As Ukraine's presidential election nears, rivals of incumbent President Leonid Kuchma say they fear election fraud. Most of the candidates do not trust the government's election committee, and instead are calling for an independent system of counting the votes. RFE/RL's correspondent in Kyiv, Lily Hyde, looks at the widespread fear of election violations.

Kyiv, 1 October 1999 (RFE/RL) - The votes in next month's Ukrainian presidential election will be counted carefully -- and possibly by more than one body. A troubled election history has made many Ukrainians concerned about possible fraud, and has led to calls for an independent check on the vote tally. Many presidential candidates say they suspect that the official election committees may manipulate the results to favor incumbent President Leonid Kuchma.

The candidates vying to replace Kuchma have accused him of multiple campaign violations. They say the president has used state funds for his campaign and has blocked other candidates' access to the media. Citing these violations, a parliamentary commission overseeing the election campaign is trying to have Kuchma banned from the October 31 election.

That move is widely regarded as symbolic because there is no provision in Ukrainian election law to bar a candidate who has already been registered.

But the parliamentary commission has another proposal to limit Kuchma's influence on the election. Commission head Oleksandr Yeliashkevych has proposed that his commission oversee an alternate system of counting the votes, to guard against fraud by the Central Election Committee (CEC). Last week, 11 of the 15 presidential candidates pledged to support Yeliashkevych's independent vote count.

Yeliashkevych says the alternate count will be based on the tallies from the polling stations.

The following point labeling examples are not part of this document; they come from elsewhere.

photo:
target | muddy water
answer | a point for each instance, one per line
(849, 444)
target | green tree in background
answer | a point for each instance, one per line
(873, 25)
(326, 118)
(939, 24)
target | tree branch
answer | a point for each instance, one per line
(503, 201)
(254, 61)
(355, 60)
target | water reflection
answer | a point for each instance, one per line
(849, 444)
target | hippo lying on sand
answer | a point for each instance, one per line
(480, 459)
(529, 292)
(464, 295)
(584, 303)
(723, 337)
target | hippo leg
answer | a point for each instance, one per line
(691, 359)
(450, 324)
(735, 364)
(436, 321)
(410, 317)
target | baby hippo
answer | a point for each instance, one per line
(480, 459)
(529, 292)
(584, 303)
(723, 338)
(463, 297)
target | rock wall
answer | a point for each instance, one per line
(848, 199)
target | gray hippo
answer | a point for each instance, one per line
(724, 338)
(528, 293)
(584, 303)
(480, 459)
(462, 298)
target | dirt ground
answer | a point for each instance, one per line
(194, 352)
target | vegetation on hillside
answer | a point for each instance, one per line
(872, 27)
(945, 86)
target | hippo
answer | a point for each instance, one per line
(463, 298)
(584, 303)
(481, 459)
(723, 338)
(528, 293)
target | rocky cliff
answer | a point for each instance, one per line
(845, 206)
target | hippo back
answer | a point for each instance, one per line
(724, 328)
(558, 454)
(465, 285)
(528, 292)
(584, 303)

"The results we will announce will be unofficial but they will be based on the official documents. And if -- I don't want to believe it will happen, but if -- the CEC announces data that sufficiently differ from the results of our count, then participants in the election will have to go to court and ask, 'What happened? Why is there such a big difference?' "

Igor Popov is the head of the nongovernmental Committee of Ukrainian Voters. He says it was the experience of the 1998 parliamentary elections that caused the current concern about fraud.

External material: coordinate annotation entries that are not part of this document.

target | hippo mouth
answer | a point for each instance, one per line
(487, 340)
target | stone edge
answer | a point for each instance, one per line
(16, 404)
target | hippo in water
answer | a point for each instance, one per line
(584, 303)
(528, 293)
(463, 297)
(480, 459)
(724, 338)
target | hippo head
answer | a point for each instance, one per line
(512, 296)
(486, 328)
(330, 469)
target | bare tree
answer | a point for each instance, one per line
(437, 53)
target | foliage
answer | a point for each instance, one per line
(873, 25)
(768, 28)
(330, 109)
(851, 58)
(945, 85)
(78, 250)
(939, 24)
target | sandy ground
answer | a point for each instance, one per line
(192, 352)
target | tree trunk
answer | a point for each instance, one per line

"The last elections showed that the most vulnerable stage in the election process is the vote counting. Several parties claimed that the counting of votes was incorrect and (that therefore) they didn't get into parliament."

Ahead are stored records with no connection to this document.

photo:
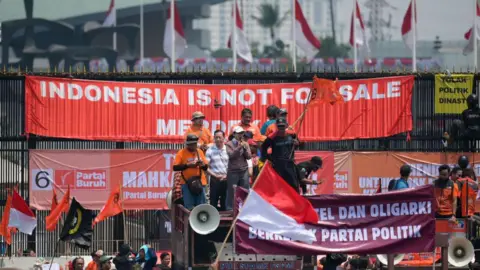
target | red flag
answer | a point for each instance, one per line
(5, 231)
(112, 207)
(54, 216)
(54, 201)
(324, 91)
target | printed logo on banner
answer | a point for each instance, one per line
(341, 180)
(42, 179)
(81, 179)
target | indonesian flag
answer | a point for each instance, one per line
(304, 36)
(469, 34)
(242, 47)
(358, 33)
(275, 207)
(111, 19)
(21, 216)
(407, 29)
(179, 36)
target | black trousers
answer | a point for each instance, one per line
(218, 192)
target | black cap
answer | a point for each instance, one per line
(191, 139)
(281, 122)
(317, 161)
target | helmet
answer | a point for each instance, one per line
(463, 162)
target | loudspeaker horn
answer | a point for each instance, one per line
(204, 219)
(396, 259)
(169, 199)
(460, 252)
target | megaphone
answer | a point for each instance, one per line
(169, 199)
(204, 219)
(460, 252)
(396, 259)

In that 1998 parliamentary race, regional election committees came under criticism for incorrect counting. Under the Ukrainian system, polling stations send their tallies to regional centers, which add them up and transmit them to the Central Election Committee. But the regional centers, many of which were headed by Kuchma appointees, apparently did not always add the results properly. Many ballots were altered or missing, and in at least one district, the regional center's results differed drastically from the polling stations' tallies.

The parliamentary commission headed by Yeliashkevych wants to bypass the regional committees altogether. Yeliashkevych intends to check the vote counts directly at the polling stations, before the counts are transmitted to the regional committees. Yeliashkevych will appear live on television as the alternate counts come in.

"I think a parallel vote count will be a good preventative measure, so there won't be any temptation for members of the election committees to change the actual results of the elections. What we will be doing will seriously deter those who don't want to abide by the law on presidential elections but want to replace the will of the people with their own will."

For this system to work, however, the election law must be changed -- and that requires the president's approval. Kuchma has already drafted a veto of the proposed legal change, but Yeliashkevych hopes parliament will override the veto.

Meanwhile, Popov's Committee of Ukrainian Voters will produce another unofficial count, based on exit polls and polling station results. And at least one of the candidates has proposed still a third independent count.